The National Academies Press is a great place to look for discussions and summaries about research on the cutting edge of the sciences. Their reports are often free to read online (sometimes free to download in their entirety as PDFs). Importantly, even when the topic is rather technical, the authors strive to keep the reports succinct and approachable by people outside the field (as best they can).
Given the current situation in Haiti, many engineers or people making use of engineers may find the following very brief report worth a glance, a skim, or even a read: Engineering, Social Justice, and Sustainable Community Development: Summary of a Workshop.
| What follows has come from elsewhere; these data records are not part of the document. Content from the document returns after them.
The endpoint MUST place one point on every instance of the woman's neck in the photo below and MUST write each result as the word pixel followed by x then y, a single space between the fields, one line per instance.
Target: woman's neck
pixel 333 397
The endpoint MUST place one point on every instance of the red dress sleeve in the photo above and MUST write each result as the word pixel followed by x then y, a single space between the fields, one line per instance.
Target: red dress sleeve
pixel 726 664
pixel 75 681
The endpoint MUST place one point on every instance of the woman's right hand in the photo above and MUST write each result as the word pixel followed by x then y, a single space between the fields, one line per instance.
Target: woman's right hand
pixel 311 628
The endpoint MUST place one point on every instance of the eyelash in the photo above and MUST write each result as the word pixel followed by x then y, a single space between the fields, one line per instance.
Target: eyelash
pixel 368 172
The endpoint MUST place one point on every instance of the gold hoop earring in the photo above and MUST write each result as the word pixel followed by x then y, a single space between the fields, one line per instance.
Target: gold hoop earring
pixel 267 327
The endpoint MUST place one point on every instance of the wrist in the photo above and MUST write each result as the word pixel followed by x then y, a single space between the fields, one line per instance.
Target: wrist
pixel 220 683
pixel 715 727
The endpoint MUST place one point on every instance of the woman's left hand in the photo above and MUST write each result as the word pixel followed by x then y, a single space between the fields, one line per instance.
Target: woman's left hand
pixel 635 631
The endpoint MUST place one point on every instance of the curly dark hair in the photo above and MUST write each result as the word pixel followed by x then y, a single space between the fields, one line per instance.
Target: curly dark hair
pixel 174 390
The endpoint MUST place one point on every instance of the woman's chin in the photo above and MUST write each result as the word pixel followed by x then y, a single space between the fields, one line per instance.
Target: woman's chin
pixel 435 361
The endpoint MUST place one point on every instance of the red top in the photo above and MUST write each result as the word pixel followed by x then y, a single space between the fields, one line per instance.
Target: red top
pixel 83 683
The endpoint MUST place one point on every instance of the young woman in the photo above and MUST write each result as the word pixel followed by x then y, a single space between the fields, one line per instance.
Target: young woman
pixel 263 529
Some presenters for the workshop were engineers discussing their work in locations following crises. (Note that the online version is a prepublication copy.)
At a glance, a major theme seemed to be that young engineers working in crises will find that they may be quickly taken out of their area of expertise and working with low-quality information in a fast-past environment. On the topic of planning projects that are sustainable and ethical, presenters emphasized the need to work with local knowledge and address local populations’ concerns; the skills for doing this, it was noted, are not something that many engineering education programs may not emphasize.
From the description:
Engineering, Social Justice, and Sustainable Community Development is the first in a series of biennial workshops on the theme of engineering ethics and engineering leadership. This workshop addresses conflicting positive goals for engineering projects in impoverished areas and areas in crisis. These conflicts arise domestically as well as in international arenas. The goals of project sponsors and participants, which are often implicit, include protecting human welfare, ensuring social justice, and striving for environmental sustainability alongside the more often explicit goal of economic development or progress.
The workshop, summarized in this volume, discussed how to achieve the following:
- Improve research in engineering ethics.
- Improve engineering practice in situations of crisis and conflict.
- Improve engineering education in ethics and social issues.
- Involve professional societies in these efforts.